Accueil > Collection 2010 > N° 28 - Février 2010
Leader sur le marché de la fabrication d'adjuvants pour matériaux de construction, l'entreprise Chryso -dont le plus grand site de production est situé à Sermaises- s'est engagée dans une démarche très volontariste en matière de développement durable. Et, désormais, le fait savoir.
« Nous faisons déjà beaucoup de choses en matière de développement durable, pourquoi ne pas le faire savoir ? ». Davantage communiquer sur les actions et les valeurs de Chryso dans ce domaine, c’est l’un des cinq axes de progrès issus du diagnostic développement durable mené de janvier à octobre dernier. « Communiquer certes, mais à la condition d’avoir la crédibilité et la légitimité pour le faire » prévient Florence Beduneau, directrice Qualité Sécurité Environnement de Chryso en France. Pour l’entreprise industrielle chimique, dont la capacité de production annuelle d’adjuvants pour les matériaux construction peut atteindre 90 000 tonnes par an, le développement durable sera une composante essentielle de la stratégie de l’entreprise pour les trois prochaines années. Point de départ de cette démarche volontariste, une conférence de Corinne Turpin (société Osmoze) pour l’ensemble des salariés de Chryso. « Nous étions déjà bien en pointe sur les plans du risque industriel et de la sécurité des hommes, nous avons d’ailleurs été certifiés OHSAS 18001 en 2006. Le comité de direction est en outre très sensible aux questions environnementales, nous avons beaucoup investi dans le traitement des eaux par exemple. Nous sommes arrivés à la conclusion qu’un diagnostic approfondi nous permettrait de mieux structurer les actions déjà menées et d’améliorer ce qui pouvait l’être » détaille la directrice. Originalité du diagnostic en question, mené selon la méthode de la Performance globale initiée par le CJD : son envergure. Neuf clients, cinq partenaires (dont la CCI du Loiret) et huit sous-traitants et fournisseurs ont été interviewés.

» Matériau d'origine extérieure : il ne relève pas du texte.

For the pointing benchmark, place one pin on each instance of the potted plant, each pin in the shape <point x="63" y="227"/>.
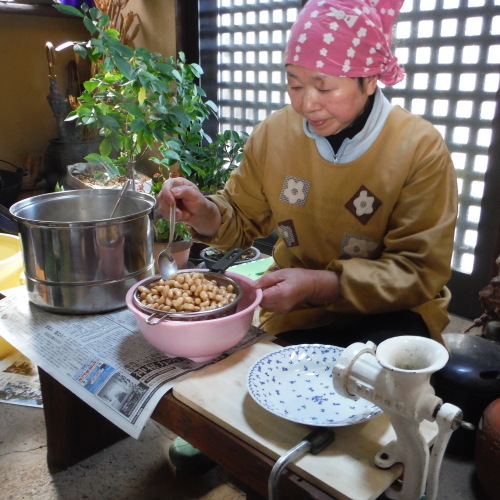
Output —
<point x="137" y="100"/>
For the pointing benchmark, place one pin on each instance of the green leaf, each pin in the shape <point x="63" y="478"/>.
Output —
<point x="125" y="67"/>
<point x="172" y="155"/>
<point x="105" y="147"/>
<point x="80" y="50"/>
<point x="89" y="25"/>
<point x="137" y="125"/>
<point x="196" y="70"/>
<point x="142" y="95"/>
<point x="90" y="85"/>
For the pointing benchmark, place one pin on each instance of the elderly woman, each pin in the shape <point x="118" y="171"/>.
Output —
<point x="362" y="193"/>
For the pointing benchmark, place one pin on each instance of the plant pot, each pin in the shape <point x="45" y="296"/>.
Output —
<point x="180" y="252"/>
<point x="211" y="255"/>
<point x="195" y="254"/>
<point x="81" y="176"/>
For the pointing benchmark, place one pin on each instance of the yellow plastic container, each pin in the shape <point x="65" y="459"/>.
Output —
<point x="11" y="262"/>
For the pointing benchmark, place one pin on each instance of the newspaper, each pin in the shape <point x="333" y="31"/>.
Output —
<point x="19" y="381"/>
<point x="102" y="358"/>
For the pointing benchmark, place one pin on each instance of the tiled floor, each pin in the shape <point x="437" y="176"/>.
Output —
<point x="140" y="469"/>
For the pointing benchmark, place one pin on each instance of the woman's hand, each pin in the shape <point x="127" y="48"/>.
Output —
<point x="287" y="288"/>
<point x="192" y="207"/>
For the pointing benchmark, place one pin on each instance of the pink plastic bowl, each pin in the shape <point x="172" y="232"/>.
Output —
<point x="199" y="340"/>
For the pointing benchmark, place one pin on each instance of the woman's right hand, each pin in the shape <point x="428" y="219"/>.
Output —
<point x="193" y="207"/>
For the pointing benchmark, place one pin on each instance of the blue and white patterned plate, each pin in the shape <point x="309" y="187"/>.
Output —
<point x="296" y="383"/>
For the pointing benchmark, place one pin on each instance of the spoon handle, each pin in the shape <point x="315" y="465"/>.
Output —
<point x="172" y="226"/>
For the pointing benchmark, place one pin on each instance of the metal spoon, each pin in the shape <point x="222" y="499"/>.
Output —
<point x="120" y="197"/>
<point x="166" y="261"/>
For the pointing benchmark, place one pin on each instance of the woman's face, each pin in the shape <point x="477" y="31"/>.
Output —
<point x="329" y="103"/>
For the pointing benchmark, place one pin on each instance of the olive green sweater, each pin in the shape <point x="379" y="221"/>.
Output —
<point x="383" y="215"/>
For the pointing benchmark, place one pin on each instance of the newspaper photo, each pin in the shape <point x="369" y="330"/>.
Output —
<point x="101" y="358"/>
<point x="19" y="382"/>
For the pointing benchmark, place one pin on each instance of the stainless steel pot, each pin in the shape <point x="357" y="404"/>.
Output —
<point x="77" y="260"/>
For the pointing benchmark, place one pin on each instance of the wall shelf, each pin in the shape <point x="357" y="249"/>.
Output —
<point x="31" y="10"/>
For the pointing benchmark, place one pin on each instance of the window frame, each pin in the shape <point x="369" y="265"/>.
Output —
<point x="464" y="287"/>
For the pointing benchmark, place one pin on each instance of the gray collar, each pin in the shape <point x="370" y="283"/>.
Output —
<point x="351" y="149"/>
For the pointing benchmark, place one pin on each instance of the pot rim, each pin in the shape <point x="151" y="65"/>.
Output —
<point x="17" y="208"/>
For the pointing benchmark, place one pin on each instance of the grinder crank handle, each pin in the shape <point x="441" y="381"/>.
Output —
<point x="449" y="418"/>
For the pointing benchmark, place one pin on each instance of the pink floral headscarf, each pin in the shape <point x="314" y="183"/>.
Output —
<point x="346" y="38"/>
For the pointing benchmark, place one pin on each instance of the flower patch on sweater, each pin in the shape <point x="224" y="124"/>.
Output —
<point x="354" y="245"/>
<point x="363" y="204"/>
<point x="288" y="233"/>
<point x="294" y="190"/>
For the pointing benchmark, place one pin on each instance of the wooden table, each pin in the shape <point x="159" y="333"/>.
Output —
<point x="212" y="411"/>
<point x="76" y="431"/>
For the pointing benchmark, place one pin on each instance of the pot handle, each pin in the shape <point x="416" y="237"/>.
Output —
<point x="227" y="259"/>
<point x="7" y="221"/>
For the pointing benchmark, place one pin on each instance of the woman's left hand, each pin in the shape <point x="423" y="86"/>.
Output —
<point x="285" y="289"/>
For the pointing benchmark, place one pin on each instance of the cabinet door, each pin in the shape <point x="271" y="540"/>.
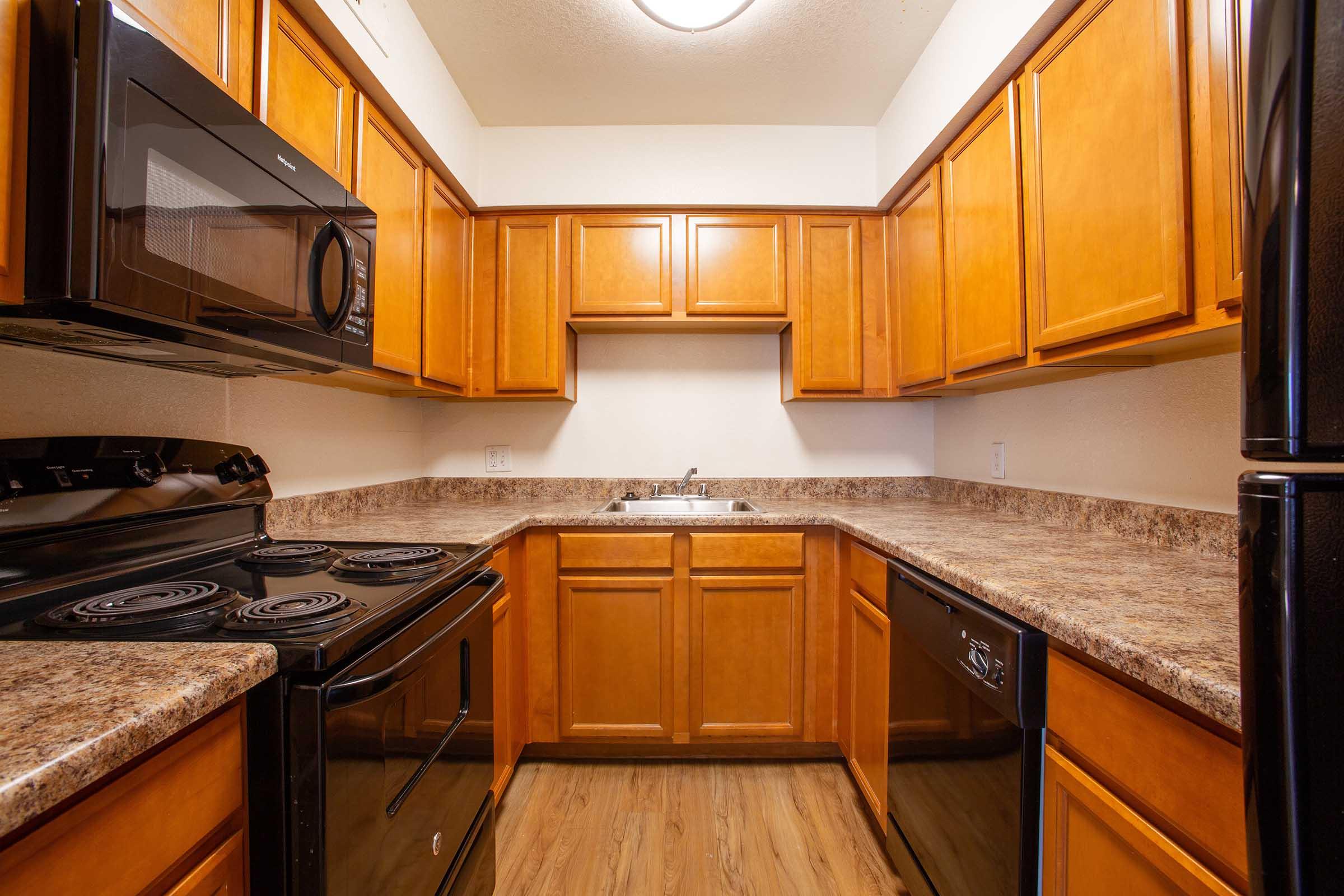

Une enquête riche d’enseignements
L’approche, « très participative », a englobé une enquête auprès des 210 salariés de l’entreprise. « 99 d’entre eux ont répondu. En plus des suggestions recueillies, les réponses ont révélé quelques agréables surprises, comme un fort sentiment d’appartenance et un partage très prononcé des valeurs de l’entreprise » souligne Florence Beduneau. Parallèlement, une soixantaine de personnes ont participé à des groupes de travail. Au final, 65 propositions d’actions ont été retenues, regroupées sous cinq engagements, comme la conception de nouvelles solutions développement durable pour les clients ou un meilleur partage de la connaissance des produits et métiers au sein de l’entreprise. Certaines actions (par exemple une réunion avec les riverains avant la mise en place d’une cheminée) ont déjà été concrétisées. Prochaine étape : l’évaluation AFAQ 1000NR en juillet 2010, qui mesure le degré d’intégration des principes du développement durable dans une organisation.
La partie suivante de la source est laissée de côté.